Pregnancy Workers Fairness Act
The Pregnancy Workers Fairness Act (PWFA) applies to all public sector employers and private sector employers with 15 or more employees. The PWFA requires covered employers to provide a reasonable accommodation to qualified pregnant or postpartum employees with a known limitation, unless doing so would impose an undue hardship on the employer. Employers should engage in an interactive dialogue with the employee when accommodation is requested. Failure to make a reasonable accommodation to a person with a known limitation could result in liability.
Although the PWFA closely follows the language of the Americans with Disabilities Act (ADA), employers should note that a qualified employee under the PWFA does not need to meet the definition of “disability” under the ADA. Instead, the PWFA uses the term “known limitation.” A known limitation is defined as a physical or mental condition related to, affected by, or arising out of pregnancy, childbirth, or related medical conditions that an employee or employee’s representative has communicated to the employer.
In addition to the requirement that employers engage in an interactive process with employees who have a known limitation, employers are also required to provide employees with a reasonable accommodation before requiring employees to take paid or unpaid leave.
Employers are prohibited from interfering with or retaliating against any individual’s use of the rights afforded by the Act. The PWFA permits a prevailing employee the following remedies: reinstatement, back pay, front pay, compensatory damages, punitive damages, and the right to recover reasonable attorneys’ fees and costs. The PWFA goes into effect on June 27, 2023.
Providing Urgent Maternal Protections for Nursing Mothers Act
The Providing Urgent Maternal Protections for Nursing Mothers Act (PUMP Act) expands workplace protections for lactating employees by requiring employers to provide all employees who are lactating with reasonable time and private space to express breast milk. The PUMP Act expands upon the Fair Labor Standards Act (FLSA), which required employers to provide lactating employees who are non-exempt under the FLSA with reasonable break time and a private location (other than a bathroom) to express milk for one year following the birth of a child, to cover all employees.
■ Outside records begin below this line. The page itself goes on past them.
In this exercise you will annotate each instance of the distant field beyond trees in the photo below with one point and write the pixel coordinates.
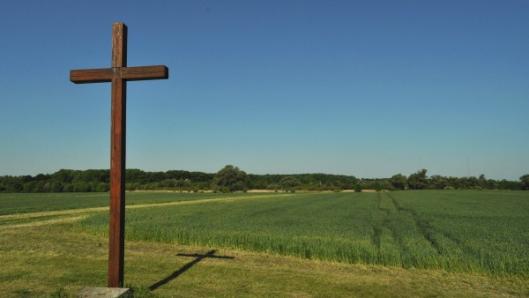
(231, 179)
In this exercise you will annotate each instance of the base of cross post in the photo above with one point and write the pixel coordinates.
(105, 293)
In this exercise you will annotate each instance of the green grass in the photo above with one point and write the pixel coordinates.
(413, 243)
(32, 202)
(50, 260)
(460, 231)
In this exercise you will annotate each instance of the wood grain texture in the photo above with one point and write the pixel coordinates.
(118, 74)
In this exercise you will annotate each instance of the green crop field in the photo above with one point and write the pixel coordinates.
(461, 235)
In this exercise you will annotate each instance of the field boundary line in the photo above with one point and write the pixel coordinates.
(136, 206)
(38, 223)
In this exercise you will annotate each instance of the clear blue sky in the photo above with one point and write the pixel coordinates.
(369, 88)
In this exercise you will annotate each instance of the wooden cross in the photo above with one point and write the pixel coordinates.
(118, 74)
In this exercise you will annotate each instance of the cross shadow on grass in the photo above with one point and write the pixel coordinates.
(187, 266)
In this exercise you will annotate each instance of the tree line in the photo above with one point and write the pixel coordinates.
(231, 178)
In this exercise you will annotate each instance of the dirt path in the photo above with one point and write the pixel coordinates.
(83, 213)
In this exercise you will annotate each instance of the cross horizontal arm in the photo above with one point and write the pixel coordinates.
(144, 72)
(101, 75)
(95, 75)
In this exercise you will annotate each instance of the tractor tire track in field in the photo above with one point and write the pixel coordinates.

Employers with fewer than 50 employees may be exempt from complying if they can establish that doing so would impose an undue hardship causing the employer significant difficulty or expense when considered in relation to the size, financial resources, nature, or structure of the employer’s business.
Before filing suit against an employer for not providing a private place for the employee to express milk, an affected employee must notify their employer of the alleged failure to provide a private area to pump. After receiving such notice, the employer has 10 days to remedy the situation.
The PUMP Act went into effect December 29, 2022. The same damages that are available under other provisions of the FLSA are available for violations of the PUMP Act, which include the payment of unpaid wages, reinstatement, back and front pay, and liquidated damages.